Corrected Sum of Squares for Model (sum of squares for regression): $\text{SSM} = \sum_{i = 1}^n(\hat{y}_i - \bar{y})^2$
Sum of Squares for Error (sum of squares for residuals): $\text{SSE} = \sum_{i = 1}^n(y_i - \hat{y}_i)^2$
Corrected Sum of Squares Total: $\text{SST} = \sum_{i = 1}^n(y_i - \bar{y})^2$, sample variance of the y-variable multiplied by $n - 1$
For multiple regression models, $\text{SSM} + \text{SSE} = \text{SST}$
Corrected Degrees of Freedom for Model: $\text{DFM} = p - 1$
Degrees of Freedom for Error: $\text{DFE} = n - p$
Corrected Degrees of Freedom Total: $\text{DFT} = n - 1$
For multiple regression models with intercept, $\text{DFM} + \text{DFE} = \text{DFT}$
Mean of Squares for Model: $\text{MSM} = \frac{\text{SSM}}{\text{DFM}}$
Mean of Squares for Error: $\text{MSE} = \frac{\text{SSE}}{\text{DFE}}$, sample variance of the residuals
Similar as $s^2$ is unbiased for $\delta^2$, the $\text{MSE}$ is unbiased for $\delta^2$ for multiple regression models
Mean of Squares Total: $\text{MST} = \frac{\text{SST}}{\text{DFT}}$, sample variance of the y-variable

Overall F-test for regression

$H_0: \beta_1 = \beta_2 = \dots = \beta_{p - 1} = 0$ $H_a: \exists \beta_j \neq 0 \quad for \quad j \in [1, p - 1]$

The test statistic is calculated as

$F = \frac{\text{MSM}}{\text{MSE}} = \frac{\text{explained variance}}{\text{unexplained variance}}$

If $H_0$ is true and the residuals are unbiased, homoscedastic, independent, and normal:

$\frac{\text{SSE}}{\delta^2}$ has a $\chi^2$ distribution with $\text{DFE}$ degrees of freedom.
$\frac{\text{SSM}}{\delta^2}$ has a $\chi^2$ distribution with $\text{DFM}$ degrees of freedom.
$\text{SSE}$ and $\text{SSM}$ are independent random variables.

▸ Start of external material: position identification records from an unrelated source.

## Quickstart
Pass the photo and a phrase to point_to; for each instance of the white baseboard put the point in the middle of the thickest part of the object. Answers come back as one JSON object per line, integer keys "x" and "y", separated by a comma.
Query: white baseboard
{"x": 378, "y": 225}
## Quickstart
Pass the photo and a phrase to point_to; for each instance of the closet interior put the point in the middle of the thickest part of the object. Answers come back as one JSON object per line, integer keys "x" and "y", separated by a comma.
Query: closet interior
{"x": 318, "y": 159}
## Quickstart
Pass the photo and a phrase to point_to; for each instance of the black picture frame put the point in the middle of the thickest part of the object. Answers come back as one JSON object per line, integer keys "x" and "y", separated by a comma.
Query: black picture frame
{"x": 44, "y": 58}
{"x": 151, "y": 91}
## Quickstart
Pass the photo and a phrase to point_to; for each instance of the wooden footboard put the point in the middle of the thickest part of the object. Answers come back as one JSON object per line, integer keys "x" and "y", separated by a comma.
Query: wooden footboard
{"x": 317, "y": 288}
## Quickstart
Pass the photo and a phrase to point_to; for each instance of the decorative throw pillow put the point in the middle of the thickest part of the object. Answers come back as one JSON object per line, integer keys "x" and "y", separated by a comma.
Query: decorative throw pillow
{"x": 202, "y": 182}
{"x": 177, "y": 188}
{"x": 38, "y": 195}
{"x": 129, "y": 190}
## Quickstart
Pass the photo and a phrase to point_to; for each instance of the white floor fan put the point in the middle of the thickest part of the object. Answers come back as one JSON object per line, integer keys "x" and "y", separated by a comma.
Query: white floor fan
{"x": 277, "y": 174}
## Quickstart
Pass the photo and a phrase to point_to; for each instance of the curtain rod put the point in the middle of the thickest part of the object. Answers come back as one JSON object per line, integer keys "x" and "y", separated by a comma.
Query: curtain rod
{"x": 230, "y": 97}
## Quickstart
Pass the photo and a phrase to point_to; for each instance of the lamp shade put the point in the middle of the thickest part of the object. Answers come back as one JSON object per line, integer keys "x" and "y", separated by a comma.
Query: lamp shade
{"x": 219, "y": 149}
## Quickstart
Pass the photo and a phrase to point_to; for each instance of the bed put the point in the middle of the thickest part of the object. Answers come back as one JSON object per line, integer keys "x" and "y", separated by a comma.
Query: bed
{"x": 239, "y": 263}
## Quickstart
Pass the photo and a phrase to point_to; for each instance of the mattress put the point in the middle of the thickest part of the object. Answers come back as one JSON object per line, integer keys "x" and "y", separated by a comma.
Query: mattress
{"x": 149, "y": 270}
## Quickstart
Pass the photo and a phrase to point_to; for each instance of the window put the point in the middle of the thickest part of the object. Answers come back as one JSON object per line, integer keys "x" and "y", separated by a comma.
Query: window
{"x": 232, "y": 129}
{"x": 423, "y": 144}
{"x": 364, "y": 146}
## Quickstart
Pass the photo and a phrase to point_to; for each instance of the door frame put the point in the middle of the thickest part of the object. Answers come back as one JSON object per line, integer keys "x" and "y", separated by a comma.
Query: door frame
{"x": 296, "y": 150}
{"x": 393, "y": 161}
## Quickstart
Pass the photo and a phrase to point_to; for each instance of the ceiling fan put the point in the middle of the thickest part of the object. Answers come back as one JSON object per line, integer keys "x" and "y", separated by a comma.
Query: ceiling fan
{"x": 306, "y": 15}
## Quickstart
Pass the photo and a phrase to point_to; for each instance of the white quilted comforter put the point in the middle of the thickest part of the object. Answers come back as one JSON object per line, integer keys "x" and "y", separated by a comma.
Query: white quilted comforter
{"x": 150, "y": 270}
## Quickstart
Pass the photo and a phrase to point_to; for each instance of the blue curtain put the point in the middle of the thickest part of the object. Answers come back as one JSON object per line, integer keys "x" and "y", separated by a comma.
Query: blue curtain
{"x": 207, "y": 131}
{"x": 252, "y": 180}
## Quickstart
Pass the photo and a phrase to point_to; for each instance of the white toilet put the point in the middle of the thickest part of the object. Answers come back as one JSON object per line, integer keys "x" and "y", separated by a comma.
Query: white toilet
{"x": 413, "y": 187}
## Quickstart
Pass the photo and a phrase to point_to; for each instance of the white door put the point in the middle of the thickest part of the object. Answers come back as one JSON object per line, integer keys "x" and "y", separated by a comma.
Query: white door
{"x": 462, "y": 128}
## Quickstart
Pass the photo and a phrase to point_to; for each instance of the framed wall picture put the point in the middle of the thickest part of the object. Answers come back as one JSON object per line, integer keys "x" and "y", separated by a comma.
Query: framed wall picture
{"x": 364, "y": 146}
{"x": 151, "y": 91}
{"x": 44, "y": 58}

If $u$ is a $\chi^2$ random variable with $n$ degrees of freedom, $v$ is a $\chi^2$ random variable with $m$ degrees of freedom, and $u$ and $v$ are independent, then if $F = \frac{\frac{u}{n}}{\frac{v}{m}}$ has an $F$ distribution with $(n,m)$ degrees of freedom.

By the previous information, if $H_0$ is true, $F = \frac{\frac{\text{SSM}/\delta}{\text{DFM}}}{\frac{\text{SSE}/\delta}{\text{DFE}}}$ has an F distribution with $(\text{DFM}, \text{DFE})$ degrees of freedom.

But $F = \frac{\frac{\text{SSM}/\delta}{\text{DFM}}}{\frac{\text{SSE}/\delta}{\text{DFE}}} = \frac{\frac{\text{SSM}}{\text{DFM}}}{\frac{\text{SSE}}{\text{DFE}}} = \frac{\text{MSM}}{\text{MSE}}$, so $F$ is independent of $\delta$.

F-test for subset of x

The complete model:

$y = \beta_0 + \beta_1x_1 + \beta_2x_2 + \dots + \beta_{p - 1}x_{p - 1} + \beta_px_p + \dots + \beta_{k - 1}x_{k - 1}$

The reduced model:

$y = \beta_0 + \beta_1x_1 + \beta_2x_2 + \dots + \beta_{p - 1}x_{p - 1}$

The null hypothesis $H_0$:

$\beta_p = \dots = \beta{k - 1} = 0$

The alternative hypothesis $H_a$:

$\exists \beta_i \neq 0 \quad for \quad i \in [p, k - 1]$

The test statistic:

$F = \frac{\frac{(\text{SSE}_r - \text{SSE}_c)}{k - p}}{\frac{\text{SSE}_c}{n - k}} = \frac{\frac{(\text{SSE}_r - \text{SSE}_c)}{\text{number of \beta tested}}}{\text{MSE}_c}$

Rejection region:

$F \gt F_\alpha$

Note that the overall F-test is a special case for subset test.